Change #1131002 had a related patch set uploaded (by Awight; author: Awight):

[mediawiki/extensions/Cite@master] Don't html2wt subreferences when they aren't supported

https://gerrit.wikimedia.org/r/1131002

Note to self: It seems that the autogeneration rules which should apply to wt2html were also applied in html2wt by mistake. Specifically, round-tripping to wikitext should not add an empty <references /> tag at the end of the document, if none existed before editing the page in VE. This is responsible for many of our parser tests not playing nice with wt2wt.

Change #1131002 merged by jenkins-bot:

[mediawiki/extensions/Cite@master] Don't html2wt subreferences when they aren't supported

https://gerrit.wikimedia.org/r/1131002

This turns out to be a very old behavior, probably unnoticed due to selective serialization. We'll fix it anyway, to support more round-trip testing.

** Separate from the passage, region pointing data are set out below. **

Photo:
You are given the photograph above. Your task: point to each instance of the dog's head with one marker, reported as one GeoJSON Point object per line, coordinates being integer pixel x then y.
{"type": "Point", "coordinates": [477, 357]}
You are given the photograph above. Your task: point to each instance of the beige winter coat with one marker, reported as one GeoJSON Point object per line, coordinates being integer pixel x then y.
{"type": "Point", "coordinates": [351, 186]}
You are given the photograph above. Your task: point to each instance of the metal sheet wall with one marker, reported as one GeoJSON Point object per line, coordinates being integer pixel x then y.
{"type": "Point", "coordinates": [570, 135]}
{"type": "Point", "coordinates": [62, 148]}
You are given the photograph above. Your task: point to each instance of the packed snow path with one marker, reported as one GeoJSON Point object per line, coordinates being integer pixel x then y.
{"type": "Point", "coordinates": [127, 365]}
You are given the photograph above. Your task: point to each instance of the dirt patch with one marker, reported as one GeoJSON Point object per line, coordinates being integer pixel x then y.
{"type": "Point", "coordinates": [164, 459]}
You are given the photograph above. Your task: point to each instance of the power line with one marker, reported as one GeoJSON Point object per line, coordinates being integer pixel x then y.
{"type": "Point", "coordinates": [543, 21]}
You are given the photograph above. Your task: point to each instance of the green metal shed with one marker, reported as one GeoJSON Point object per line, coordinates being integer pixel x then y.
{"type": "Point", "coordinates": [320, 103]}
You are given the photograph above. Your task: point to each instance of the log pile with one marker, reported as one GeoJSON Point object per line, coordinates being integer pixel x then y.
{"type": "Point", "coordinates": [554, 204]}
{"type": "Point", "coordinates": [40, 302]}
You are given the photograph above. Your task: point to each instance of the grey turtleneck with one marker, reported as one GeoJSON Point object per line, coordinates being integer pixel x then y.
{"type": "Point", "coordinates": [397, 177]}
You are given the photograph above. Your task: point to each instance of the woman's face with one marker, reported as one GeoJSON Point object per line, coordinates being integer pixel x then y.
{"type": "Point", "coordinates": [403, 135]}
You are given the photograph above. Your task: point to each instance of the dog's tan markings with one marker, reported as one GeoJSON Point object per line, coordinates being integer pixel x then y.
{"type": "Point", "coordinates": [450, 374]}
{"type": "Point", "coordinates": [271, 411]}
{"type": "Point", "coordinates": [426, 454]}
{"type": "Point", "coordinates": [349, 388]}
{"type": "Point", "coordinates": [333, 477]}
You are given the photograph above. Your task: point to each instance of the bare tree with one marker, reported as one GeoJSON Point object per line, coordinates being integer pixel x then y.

Change #1133107 had a related patch set uploaded (by Awight; author: Awight):

[mediawiki/extensions/Cite@master] [WIP] Skip autogenerated reference lists when serializing to wikitext

https://gerrit.wikimedia.org/r/1133107

This turns out to be a very old behavior, probably unnoticed due to selective serialization. We'll fix it anyway, to support more round-trip testing.

No, specifically,

Atogenerated references ... are not suppressed when serializing because apparently that's the behaviour Parsoid clients want.

Change #1133107 abandoned by Awight:

[mediawiki/extensions/Cite@master] [WIP] Skip autogenerated reference lists when serializing to wikitext

Reason:

The tag should be included in wikitext, for some use cases such as Flow. These clients disable selser which makes it possible for the tag to appear in output.

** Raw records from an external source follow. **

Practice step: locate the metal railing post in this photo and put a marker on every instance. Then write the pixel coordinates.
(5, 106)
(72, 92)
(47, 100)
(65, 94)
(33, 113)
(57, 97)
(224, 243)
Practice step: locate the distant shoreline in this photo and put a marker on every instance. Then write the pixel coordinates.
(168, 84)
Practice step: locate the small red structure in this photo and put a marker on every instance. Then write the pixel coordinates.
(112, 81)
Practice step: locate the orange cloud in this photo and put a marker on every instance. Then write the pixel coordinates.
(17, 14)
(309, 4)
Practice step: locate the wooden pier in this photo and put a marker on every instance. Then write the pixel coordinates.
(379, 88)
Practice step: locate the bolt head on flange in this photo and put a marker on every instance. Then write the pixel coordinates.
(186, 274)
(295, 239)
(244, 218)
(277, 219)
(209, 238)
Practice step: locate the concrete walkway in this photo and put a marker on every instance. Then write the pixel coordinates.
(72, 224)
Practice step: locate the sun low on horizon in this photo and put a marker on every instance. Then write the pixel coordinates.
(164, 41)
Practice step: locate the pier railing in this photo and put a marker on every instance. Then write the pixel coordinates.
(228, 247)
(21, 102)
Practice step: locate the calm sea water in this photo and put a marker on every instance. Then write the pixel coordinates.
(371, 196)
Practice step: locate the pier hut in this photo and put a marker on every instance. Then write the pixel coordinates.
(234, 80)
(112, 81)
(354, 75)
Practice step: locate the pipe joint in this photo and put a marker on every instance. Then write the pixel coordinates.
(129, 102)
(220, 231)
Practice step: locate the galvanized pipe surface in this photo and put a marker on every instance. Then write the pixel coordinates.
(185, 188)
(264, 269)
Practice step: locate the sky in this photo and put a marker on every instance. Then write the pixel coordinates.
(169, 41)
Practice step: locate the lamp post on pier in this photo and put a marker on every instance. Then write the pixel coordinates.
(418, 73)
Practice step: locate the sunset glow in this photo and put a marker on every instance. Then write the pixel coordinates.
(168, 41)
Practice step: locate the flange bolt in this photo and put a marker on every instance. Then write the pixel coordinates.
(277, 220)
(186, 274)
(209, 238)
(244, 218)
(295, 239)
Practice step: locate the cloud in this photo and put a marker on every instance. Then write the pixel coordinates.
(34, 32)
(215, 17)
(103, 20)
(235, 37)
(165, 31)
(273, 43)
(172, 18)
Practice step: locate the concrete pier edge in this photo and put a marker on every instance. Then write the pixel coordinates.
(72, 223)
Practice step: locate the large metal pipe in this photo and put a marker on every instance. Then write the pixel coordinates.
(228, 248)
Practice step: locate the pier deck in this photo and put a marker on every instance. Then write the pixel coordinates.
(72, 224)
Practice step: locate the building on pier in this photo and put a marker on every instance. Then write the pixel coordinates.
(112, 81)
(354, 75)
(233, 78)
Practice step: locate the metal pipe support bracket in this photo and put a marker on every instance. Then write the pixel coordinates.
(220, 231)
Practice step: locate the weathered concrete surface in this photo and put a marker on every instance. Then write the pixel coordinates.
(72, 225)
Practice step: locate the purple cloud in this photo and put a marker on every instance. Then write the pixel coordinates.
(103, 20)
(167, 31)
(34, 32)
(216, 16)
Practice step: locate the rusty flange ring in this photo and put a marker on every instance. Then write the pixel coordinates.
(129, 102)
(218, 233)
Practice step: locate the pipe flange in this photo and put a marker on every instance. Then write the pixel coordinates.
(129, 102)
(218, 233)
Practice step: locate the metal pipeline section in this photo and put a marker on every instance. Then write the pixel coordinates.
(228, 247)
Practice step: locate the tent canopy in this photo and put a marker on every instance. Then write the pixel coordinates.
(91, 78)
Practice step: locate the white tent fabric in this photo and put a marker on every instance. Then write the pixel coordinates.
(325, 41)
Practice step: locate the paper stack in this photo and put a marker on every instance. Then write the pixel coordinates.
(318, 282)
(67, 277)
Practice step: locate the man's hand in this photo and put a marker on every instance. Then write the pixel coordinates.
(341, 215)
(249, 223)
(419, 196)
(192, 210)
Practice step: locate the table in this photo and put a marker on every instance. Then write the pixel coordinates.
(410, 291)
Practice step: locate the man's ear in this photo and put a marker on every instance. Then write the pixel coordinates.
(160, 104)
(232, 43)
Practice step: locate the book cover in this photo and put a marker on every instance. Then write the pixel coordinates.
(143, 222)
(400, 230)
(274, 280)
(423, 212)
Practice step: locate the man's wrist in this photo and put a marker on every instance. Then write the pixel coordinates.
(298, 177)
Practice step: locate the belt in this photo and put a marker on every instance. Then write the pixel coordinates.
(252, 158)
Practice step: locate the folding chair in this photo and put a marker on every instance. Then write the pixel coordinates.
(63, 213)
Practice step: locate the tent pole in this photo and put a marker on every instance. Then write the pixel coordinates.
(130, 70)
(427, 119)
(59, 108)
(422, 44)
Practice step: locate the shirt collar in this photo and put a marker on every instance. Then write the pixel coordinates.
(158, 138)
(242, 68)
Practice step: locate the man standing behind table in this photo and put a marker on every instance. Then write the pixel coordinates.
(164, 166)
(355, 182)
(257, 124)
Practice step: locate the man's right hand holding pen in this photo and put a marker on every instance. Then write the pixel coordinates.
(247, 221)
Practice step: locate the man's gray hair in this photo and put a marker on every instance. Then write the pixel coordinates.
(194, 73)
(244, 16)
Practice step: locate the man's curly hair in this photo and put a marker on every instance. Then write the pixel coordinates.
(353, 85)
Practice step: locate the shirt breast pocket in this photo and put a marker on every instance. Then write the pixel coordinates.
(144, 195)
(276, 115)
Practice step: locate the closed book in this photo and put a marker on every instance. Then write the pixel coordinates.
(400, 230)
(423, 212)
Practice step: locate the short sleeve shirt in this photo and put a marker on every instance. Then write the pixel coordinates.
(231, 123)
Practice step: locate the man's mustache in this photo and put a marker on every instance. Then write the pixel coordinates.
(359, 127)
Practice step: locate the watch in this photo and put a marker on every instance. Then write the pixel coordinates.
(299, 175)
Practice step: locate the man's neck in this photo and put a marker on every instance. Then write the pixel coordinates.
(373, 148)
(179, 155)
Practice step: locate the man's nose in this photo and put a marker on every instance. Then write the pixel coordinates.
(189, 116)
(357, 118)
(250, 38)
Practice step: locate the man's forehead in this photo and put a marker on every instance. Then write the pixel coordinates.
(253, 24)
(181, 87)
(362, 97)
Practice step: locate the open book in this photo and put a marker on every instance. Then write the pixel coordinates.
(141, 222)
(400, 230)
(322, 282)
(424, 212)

https://gerrit.wikimedia.org/r/1133107

Change #1133368 had a related patch set uploaded (by Awight; author: Awight):

[mediawiki/extensions/Cite@master] [WIP] Clean up references tag handler

https://gerrit.wikimedia.org/r/1133368

Change #1133408 had a related patch set uploaded (by Awight; author: Awight):

[mediawiki/extensions/Cite@master] Normalize input wikitext for better round-trip coverage

https://gerrit.wikimedia.org/r/1133408

After learning more about the problem: this is actually desirable behavior in some use cases such as Flow and CX, where the reference list tag should be added close to the context of any new ref tags. It's also harmless in the main editing case thanks to selective serialization.

So I've edited our parser tests to provide more normalized inputs, increasing the number which can be switched to full round-trip tests.

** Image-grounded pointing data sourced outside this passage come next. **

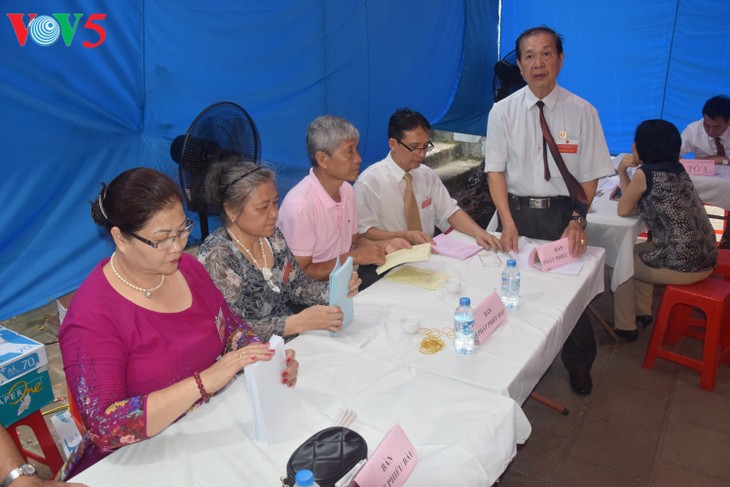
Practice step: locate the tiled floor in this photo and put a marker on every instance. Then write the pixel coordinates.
(639, 427)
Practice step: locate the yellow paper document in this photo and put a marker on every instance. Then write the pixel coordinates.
(417, 277)
(414, 254)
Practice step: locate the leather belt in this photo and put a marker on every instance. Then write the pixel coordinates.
(538, 203)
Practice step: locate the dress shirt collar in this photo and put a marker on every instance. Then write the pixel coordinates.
(322, 193)
(550, 100)
(394, 168)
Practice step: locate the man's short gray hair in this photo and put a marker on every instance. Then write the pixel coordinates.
(325, 133)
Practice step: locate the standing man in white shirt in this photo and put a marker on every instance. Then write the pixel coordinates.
(530, 190)
(709, 138)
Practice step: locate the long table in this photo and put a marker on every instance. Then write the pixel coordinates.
(453, 426)
(515, 357)
(618, 234)
(462, 413)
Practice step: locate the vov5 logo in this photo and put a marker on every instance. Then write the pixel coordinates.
(45, 30)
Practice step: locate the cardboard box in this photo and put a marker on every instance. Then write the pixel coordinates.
(25, 385)
(19, 355)
(24, 395)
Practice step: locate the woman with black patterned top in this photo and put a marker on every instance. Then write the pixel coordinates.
(682, 249)
(250, 261)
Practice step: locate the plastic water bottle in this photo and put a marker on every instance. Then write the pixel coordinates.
(511, 285)
(464, 327)
(305, 478)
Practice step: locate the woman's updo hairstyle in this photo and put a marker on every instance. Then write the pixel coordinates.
(133, 198)
(657, 141)
(231, 182)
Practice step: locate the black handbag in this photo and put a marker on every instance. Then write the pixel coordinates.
(329, 454)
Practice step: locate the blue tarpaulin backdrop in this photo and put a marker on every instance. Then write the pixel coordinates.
(74, 116)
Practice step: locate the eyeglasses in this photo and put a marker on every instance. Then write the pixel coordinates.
(428, 148)
(166, 243)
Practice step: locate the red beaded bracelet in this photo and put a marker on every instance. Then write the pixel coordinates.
(203, 394)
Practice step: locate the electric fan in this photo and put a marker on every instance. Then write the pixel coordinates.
(224, 129)
(507, 77)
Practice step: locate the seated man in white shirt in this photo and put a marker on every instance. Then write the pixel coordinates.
(385, 206)
(318, 216)
(709, 138)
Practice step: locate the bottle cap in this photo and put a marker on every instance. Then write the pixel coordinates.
(304, 477)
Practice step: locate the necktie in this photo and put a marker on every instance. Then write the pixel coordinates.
(413, 218)
(574, 187)
(720, 148)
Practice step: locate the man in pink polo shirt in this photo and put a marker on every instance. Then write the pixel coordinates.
(318, 216)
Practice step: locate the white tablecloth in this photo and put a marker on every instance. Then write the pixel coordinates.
(616, 234)
(515, 357)
(453, 426)
(461, 412)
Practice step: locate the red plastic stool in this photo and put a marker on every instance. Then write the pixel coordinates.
(35, 421)
(712, 297)
(723, 264)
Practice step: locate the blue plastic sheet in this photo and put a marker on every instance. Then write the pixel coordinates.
(75, 116)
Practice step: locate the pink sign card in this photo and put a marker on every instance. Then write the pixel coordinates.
(699, 167)
(450, 247)
(392, 462)
(488, 316)
(551, 255)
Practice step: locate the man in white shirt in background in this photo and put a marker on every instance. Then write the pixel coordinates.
(528, 188)
(709, 137)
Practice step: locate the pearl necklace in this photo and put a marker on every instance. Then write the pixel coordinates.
(147, 292)
(265, 269)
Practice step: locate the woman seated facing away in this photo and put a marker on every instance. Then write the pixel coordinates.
(682, 249)
(148, 335)
(250, 261)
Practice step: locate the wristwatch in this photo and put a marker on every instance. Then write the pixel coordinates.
(24, 469)
(581, 220)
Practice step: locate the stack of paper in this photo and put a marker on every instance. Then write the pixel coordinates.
(271, 401)
(339, 290)
(450, 247)
(414, 254)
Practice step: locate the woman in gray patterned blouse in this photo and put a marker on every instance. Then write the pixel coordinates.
(682, 249)
(250, 262)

Change #1133411 had a related patch set uploaded (by Awight; author: Awight):

[mediawiki/extensions/Cite@master] Try to clarify comment about autogenerated <references> tag

https://gerrit.wikimedia.org/r/1133411

awight removed awight as the assignee of this task.Apr 2 2025, 1:56 PM
awight moved this task from Doing to Tech Review on the WMDE-TechWish-Sprint-2025-04-02 board.

Change #1133875 had a related patch set uploaded (by Thiemo Kreuz (WMDE); author: Thiemo Kreuz (WMDE)):

[mediawiki/extensions/Cite@master] Clean up references tag handler, step 1

https://gerrit.wikimedia.org/r/1133875

Change #1133408 merged by jenkins-bot:

[mediawiki/extensions/Cite@master] Normalize input wikitext for better round-trip coverage

https://gerrit.wikimedia.org/r/1133408

Change #1133875 merged by jenkins-bot:

[mediawiki/extensions/Cite@master] Clean up references tag handler, step 1

https://gerrit.wikimedia.org/r/1133875

We found today that the autogenerated default reference list is inserted back into wikitext in some cases which were probably not intended. This seems to happen only if a non-default-group ref is present in the page?

Example:

<ref>Testing default group here</ref>
<ref group="g">Testing with a named group</ref>

We also found that an automatically generated group reference list is rendered in VE but renders empty (no refs) and displays as a generic tag:

image.png (76×193 px, 2 KB)

@awight Just to understand the urgency here better: Could the issues described in the ticket be responsible for user facing dirty diffs or is it more about internal states that should never be user facing?